Discovery CEO’s message to South Africa

 ·19 Sep 2024

Discovery chief executive Adrian Gore has warned that implementing the National Health Insurance (NHI) Act in its current form will wreck South Africa’s economy and destroy billions of rands in business.

Speaking at the healthcare group’s Discovery Day, Gore said that the new laws—which were signed but not enacted two weeks before the 2024 elections—are a “problematic piece of legislation” that is draconian and unworkable.

He said that there is no plausible way to make the scheme work without the cooperation of the private sector, yet the laws freeze out the biggest funders: medical aid.

Under the laws, medical aids cannot fund any healthcare services the NHI covers; they can only provide complementary coverage. However, the Act is extremely vague and unclear about what these services will be.

“We have been unequivocal as business, as Discovery, and as a sector, that the NHI is unworkable without private sector collaboration,” he said. 

“There is just not enough funding available if the NHI is imposed in a draconian form that excludes private medical aids.”

The government, particularly the Department of Health, has been vociferous and aggressive in its denials that the NHI will sink the economy—refuting claims from private medical funders that the costs to provide comprehensive universal healthcare coverage would amount to R1 trillion.

However, the scheme has not been costed, and the department has not put forward an alternative figure. The last clear indication of costs was a figure of R250 billion a year in the early NHI documents, which are now significantly outdated.

According to Gore, Discovery’s calculations show that if private medical aids are excluded from funding healthcare procedures in South Africa, the government would have to impose massive tax hikes to fund the NHI. 

The Department of Health has confirmed that tax increases and other tax changes are planned to fund the NHI. However, it is not entirely clear which taxes will be raised or if a new tax will be introduced. 

In 2023, former deputy health minister Sibongiseni Dhlomo told BusinessTech that the NHI would be funded through appropriations, general tax revenue, medical scheme tax credits, payroll tax (2%), and a surcharge (2%) on personal income tax.

Projecting these tax rates onto a South African earning an average salary of R26,000 a month, taxpayers would have to pay an additional R1,040 a month to fund the NHI.

The removal of the R364 per month medical aid tax credit easily pushes this up to an effective R1,440 tax per month. This would increase in line with salary and dependents—higher earners, and those with more dependents on their plan would end up paying more.

Because of the uncertain timelines around the implementation of the NHI—and doubts that it will proceed timeously, given the pending court challenges—it is likely that taxpayers will end up in a situation where they are being triple-taxed for healthcare.

Healthcare in South Africa is already considered a “double tax” service. South Africans pay income tax and VAT to the government, which then portions and budgets a large part of that to public healthcare (tax one).
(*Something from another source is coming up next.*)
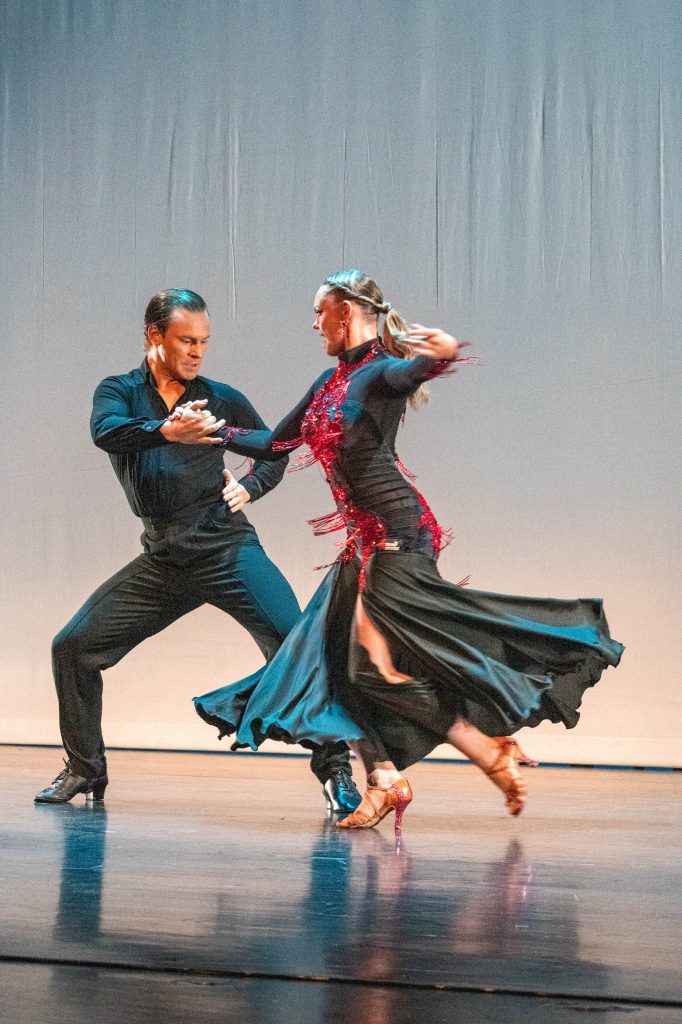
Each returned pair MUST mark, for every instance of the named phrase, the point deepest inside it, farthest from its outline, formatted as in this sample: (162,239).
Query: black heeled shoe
(340,792)
(69,784)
However, given the poor state of public healthcare, households have to pay an additional “grudge tax” on medical aid to access proper healthcare in the private sector (tax two). Medical aids can still operate as is until the NHI is “fully implemented”—whatever that means.

Meanwhile, the plan is to remove the medical aid tax credit and add further payroll taxes to cover the NHI as it rolls out (tax three).

Gore said that tax hikes in this vein are unsustainable for a country with an extremely small tax base, where taxpayers are already being squeezed to raise revenue for the government. 

“That would wreck the economy and does not do enough for anyone. You need more funding,” Gore said.

“It’s not a healthcare issue—it creates a real economic problem. I don’t think people would bear paying 30% more taxes and having 70% less healthcare.” 

In stark contrast to the health department’s aggressive pushback against NHI critics, President Cyril Ramaphosa opened up engagements and discussions with the private sector this week in the hopes of finding common ground on the NHI.

The president said that businesses and representative groups should make formal and considered presentations on the path forward for the NHI and not just criticise the scheme.

Business groups have responded positively to the invitation to engage, committing to doing just that.